Per la seconda volta almeno, la Bce ha anche voluto sostenere con tutto il suo peso la proposta di un recovery fund, che è ormai della Commissione e non più del Governo francese. Il Fondo non è l’unico strumento fiscale attivato dalla Ue, che – tra organismi comuni e stati membri – ha messo in movimento 3.390 miliardi. Il nuovo strumento, chiamato Next generation, può però essere considerato, nella sua provvisorietà, un esperimento di politica fiscale comunitaria (e non, come il Mes intergovernativa). Per la Bce è innanzitutto un sostegno alla sua “manutenzione” dell’Unione monetaria (il whatever it takes di Draghi è sempre valido), ma per la più ampia Unione è un “salto” - in alto - che potrà avere molte ricadute anche sulla sua struttura istituzionale: una politica fiscale comune chiama una rappresentanza democratica rafforzata.

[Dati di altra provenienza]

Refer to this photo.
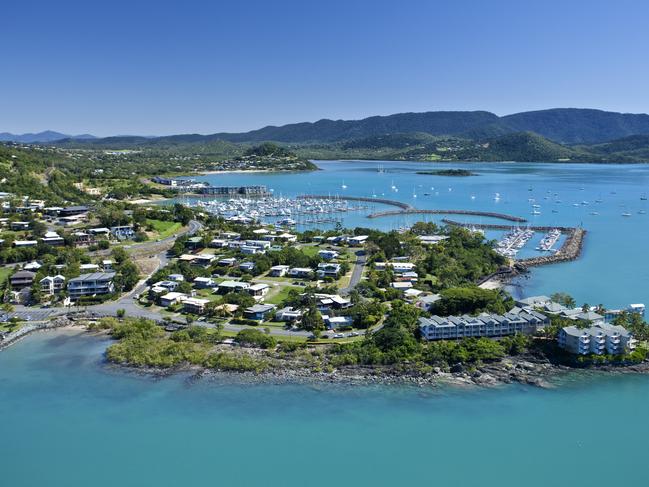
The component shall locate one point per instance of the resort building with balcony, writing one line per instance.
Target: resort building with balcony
(599, 339)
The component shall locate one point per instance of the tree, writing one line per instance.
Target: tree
(312, 319)
(564, 299)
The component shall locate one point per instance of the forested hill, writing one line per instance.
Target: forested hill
(566, 126)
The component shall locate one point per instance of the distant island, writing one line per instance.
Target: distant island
(448, 172)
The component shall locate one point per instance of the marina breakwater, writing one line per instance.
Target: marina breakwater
(570, 250)
(407, 209)
(381, 201)
(415, 211)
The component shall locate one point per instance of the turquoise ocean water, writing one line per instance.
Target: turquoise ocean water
(612, 270)
(68, 419)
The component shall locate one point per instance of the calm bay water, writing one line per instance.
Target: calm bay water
(612, 270)
(68, 419)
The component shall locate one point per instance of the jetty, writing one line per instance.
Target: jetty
(415, 211)
(381, 201)
(570, 250)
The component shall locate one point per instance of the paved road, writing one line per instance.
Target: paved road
(158, 250)
(127, 302)
(357, 272)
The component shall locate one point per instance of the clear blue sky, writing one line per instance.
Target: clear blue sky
(160, 67)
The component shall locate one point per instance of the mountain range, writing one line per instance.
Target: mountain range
(573, 134)
(40, 137)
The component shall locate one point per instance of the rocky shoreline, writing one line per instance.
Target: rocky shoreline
(526, 370)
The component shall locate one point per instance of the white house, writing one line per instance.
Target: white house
(258, 291)
(52, 284)
(170, 299)
(278, 270)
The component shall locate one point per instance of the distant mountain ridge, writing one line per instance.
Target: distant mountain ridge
(46, 136)
(569, 126)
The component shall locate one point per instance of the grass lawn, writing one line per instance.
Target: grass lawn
(164, 229)
(207, 294)
(5, 272)
(310, 250)
(281, 295)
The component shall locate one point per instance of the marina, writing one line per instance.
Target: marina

A completare il quadro c’è la nuova politica di bilancio “americana” della Germania: pragmatica e temporanea, ma decisamente aggressiva. Dopo aver detto sì al recovery fund, Berlino ha finalmente varato una politica fiscale espansiva che potrebbe anche avere “fuoriuscite” verso l’Unione, attraverso maggiori importazioni. Sarebbe poco saggio fare troppo affidamento su questi sgocciolamenti, che prenderanno direzioni imprevedibili. È un fatto però che la Germania si sia mostrata all’altezza del suo ruolo europeo anche in politica economica. Nessuno le chiede di esercitare una leadership, che risulterebbe insopportabile, ma è importante che Berlino sia consapevole della sua funzione sistemica.

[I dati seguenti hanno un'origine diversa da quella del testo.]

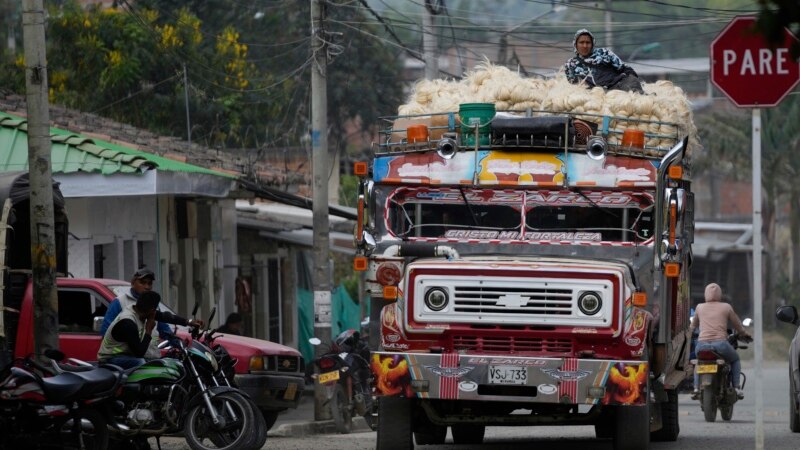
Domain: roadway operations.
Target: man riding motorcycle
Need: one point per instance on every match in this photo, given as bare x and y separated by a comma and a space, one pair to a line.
712, 318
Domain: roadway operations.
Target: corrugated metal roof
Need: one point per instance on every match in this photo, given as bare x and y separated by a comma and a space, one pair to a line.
73, 152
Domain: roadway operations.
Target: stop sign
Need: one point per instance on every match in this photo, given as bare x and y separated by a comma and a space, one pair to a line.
747, 70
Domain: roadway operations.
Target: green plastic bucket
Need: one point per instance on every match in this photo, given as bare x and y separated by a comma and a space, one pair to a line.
472, 114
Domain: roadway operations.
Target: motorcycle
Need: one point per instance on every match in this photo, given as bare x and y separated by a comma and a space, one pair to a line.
716, 384
344, 372
223, 376
171, 395
54, 410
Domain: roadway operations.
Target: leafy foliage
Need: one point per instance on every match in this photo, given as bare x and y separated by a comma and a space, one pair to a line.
247, 64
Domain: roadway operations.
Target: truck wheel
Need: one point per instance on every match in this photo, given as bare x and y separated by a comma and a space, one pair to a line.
394, 424
794, 415
709, 403
669, 419
468, 433
604, 427
632, 428
427, 432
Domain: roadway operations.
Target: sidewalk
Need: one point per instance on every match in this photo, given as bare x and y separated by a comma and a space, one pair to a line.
300, 421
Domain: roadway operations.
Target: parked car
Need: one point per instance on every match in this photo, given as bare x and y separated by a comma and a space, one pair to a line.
788, 314
272, 374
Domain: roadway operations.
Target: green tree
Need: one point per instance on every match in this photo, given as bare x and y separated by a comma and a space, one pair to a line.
247, 63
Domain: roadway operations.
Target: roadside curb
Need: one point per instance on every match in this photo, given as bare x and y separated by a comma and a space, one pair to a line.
294, 429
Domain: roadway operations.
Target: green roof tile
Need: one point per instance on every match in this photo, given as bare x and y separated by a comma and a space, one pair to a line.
73, 152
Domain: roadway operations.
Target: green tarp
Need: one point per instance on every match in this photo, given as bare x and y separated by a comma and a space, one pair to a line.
345, 314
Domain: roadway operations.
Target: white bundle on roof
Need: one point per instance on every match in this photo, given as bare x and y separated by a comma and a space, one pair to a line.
663, 113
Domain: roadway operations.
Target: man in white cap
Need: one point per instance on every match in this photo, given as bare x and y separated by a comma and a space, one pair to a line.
712, 318
141, 282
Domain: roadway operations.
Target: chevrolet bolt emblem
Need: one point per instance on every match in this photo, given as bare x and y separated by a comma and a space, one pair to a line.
512, 301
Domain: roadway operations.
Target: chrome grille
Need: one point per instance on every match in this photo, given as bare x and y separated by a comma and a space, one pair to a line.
508, 344
509, 300
480, 299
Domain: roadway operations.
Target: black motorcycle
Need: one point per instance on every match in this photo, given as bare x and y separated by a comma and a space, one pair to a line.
42, 407
344, 372
716, 383
223, 375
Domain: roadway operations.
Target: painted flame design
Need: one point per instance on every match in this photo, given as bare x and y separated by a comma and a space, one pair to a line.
391, 375
626, 386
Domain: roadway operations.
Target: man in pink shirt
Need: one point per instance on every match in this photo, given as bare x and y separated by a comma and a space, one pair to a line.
712, 318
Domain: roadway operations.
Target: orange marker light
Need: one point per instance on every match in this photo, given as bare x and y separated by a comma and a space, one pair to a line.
390, 292
672, 270
360, 263
360, 168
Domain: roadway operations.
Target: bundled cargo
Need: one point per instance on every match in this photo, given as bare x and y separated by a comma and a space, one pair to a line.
662, 113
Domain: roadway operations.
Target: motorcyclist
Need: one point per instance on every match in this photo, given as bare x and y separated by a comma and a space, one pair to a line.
127, 341
712, 318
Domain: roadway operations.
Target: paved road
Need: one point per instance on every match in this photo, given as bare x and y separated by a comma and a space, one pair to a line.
695, 432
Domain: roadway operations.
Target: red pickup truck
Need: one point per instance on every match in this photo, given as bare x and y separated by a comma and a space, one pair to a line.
272, 374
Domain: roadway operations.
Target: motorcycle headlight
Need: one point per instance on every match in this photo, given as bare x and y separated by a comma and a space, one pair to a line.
436, 299
590, 303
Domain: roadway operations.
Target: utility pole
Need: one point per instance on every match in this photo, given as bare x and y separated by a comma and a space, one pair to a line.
186, 101
429, 42
43, 242
320, 170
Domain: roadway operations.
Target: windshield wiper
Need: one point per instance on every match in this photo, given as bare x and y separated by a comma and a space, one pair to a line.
475, 217
592, 202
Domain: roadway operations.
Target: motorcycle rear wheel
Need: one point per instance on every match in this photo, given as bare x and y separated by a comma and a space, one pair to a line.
709, 400
202, 434
726, 412
341, 410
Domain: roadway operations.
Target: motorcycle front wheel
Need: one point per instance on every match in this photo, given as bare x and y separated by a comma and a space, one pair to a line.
341, 410
234, 430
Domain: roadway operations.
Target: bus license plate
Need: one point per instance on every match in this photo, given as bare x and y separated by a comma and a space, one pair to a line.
328, 377
508, 375
707, 368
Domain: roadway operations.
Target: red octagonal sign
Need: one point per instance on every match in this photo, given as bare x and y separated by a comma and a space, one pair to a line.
747, 70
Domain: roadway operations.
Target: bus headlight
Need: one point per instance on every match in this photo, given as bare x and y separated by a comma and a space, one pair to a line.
590, 303
436, 299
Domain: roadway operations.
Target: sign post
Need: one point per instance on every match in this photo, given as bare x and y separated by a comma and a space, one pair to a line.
754, 75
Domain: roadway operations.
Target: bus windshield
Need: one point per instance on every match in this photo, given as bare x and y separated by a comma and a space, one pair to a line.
520, 215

È quindi un pacchetto economico e politico importante e integrato, quello che sta prendendo forma, non senza difficoltà, viste le resistenze dei Paesi “frugali”. Il suo obiettivo è favorire la ripresa e, come avviene quasi sempre con gli strumenti fiscali, la scelta degli interventi sarà decisiva nel determinarne il successo: se deve essere un piano per la next generation dovrà privilegiare investimenti e progetti strategici, di lungo periodo; e così dovrà fare il piano di Berlino. Discutere solo delle dimensioni è vano.
Anche perché un altro elemento sta modificando la Ue: l’assenza della Gran Bretagna. La cultura economica francese, fatta di campioni nazionali (oggi “europei”) tendenzialmente monopolistici od oligopolistici e di un approccio molto dirigistico, sta conquistando anche la Germania, che ne adotta linguaggio e movenze. La Francia di Macron ha una strategia non solo nazionale, ma anche europea, assente nelle altre capitali: l’approccio è lungimirante ma una “francesizzazione” dell’Unione, per quanto sarà presto arricchita da un rinnovato rigore tedesco, potrebbe renderla meno efficiente. Indipendentemente dall’ampiezza dei suoi programmi fiscali.